Web::Scraper 0.14

miyagawa on 2007-09-15T00:19:30

Web::Scraper 0.14 is released along with a couple of neat features.

First of all, I incorpolated HTML::Tagset's linkElements hash into '@attr' accessor of elements, so if you do this:

$s = scraper { process "a", "links[]" => '@href' };
$s->scrape(URI->new("http://www.example.com/"));

because a@href is known to be link elements, they're automatically converted to absoltue URI using http://www.example.com/ as a base URI, even if the value of 'href' is relative.

Prior to 0.14 you had to write:

my $base = URI->new("http://www.example.com/")
$s = scraper {
     process "a", 
         "links[]" => sub { URI->new_abs($_->attr('href'), $base) };
};
$s->scrape($uri);

but you don't need to do that anymore.
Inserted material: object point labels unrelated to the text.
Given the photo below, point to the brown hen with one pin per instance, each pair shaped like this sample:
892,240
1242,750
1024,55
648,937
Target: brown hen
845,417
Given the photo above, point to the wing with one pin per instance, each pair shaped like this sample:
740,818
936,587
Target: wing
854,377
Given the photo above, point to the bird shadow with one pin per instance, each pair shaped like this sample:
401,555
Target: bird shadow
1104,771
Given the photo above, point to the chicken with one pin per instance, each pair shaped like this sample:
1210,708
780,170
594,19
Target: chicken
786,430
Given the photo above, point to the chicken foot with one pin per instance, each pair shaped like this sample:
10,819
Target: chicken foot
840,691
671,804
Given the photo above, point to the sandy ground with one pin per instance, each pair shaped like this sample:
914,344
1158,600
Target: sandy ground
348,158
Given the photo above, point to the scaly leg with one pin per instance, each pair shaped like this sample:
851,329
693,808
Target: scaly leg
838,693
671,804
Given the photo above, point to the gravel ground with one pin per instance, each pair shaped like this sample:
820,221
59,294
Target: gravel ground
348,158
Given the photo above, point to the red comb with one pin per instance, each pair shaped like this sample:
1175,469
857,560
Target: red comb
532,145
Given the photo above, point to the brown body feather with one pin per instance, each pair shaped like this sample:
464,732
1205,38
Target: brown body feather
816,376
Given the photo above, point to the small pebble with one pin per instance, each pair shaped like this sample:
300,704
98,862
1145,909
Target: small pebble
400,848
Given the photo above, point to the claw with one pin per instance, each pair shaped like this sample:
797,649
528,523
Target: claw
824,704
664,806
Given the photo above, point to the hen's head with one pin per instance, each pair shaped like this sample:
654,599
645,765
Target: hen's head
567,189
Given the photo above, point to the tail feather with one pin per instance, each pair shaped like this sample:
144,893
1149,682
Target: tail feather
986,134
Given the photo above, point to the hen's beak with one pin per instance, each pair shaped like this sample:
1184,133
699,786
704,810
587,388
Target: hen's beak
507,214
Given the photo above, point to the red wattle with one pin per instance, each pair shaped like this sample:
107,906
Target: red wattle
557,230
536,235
The same thing happens to all tags known as link elements, like img@src, script@src etc. If you use $s->scrape(\$html) after retrieving $html content from somewhere else, you can pass the base URI as a 2nd parameter for scrape() like:

$mech = WWW::Mechanize->new;
$mech->get(...);

my $s = scraper { ... };
$s->scrape(\$mech->content, $mech->url);

Note that if the HTML content has 'base' tag, the URI absolutification might fail. In that case, you might want to use HTML::ResolveLink from CPAN to fixup the HTML before feeding it into Web::Scraper.

Second, I added a handy shortcut 'TEXT' and its alias 'RAW', to get the HTML data inside the matched tag. As seen on Web::Scraper hack #2, the text node inside script and style tags can't be retrieved using 'TEXT' because they're not technically text. 'HTML' shortcut is basically a shortcut to $_->as_HTML but it cuts the outermost tag (the matched tag itself) so it's more useful.

So the code in hack #2 can be now as simple as:

my $s = scraper {
    process "script", "code" => 'RAW';
};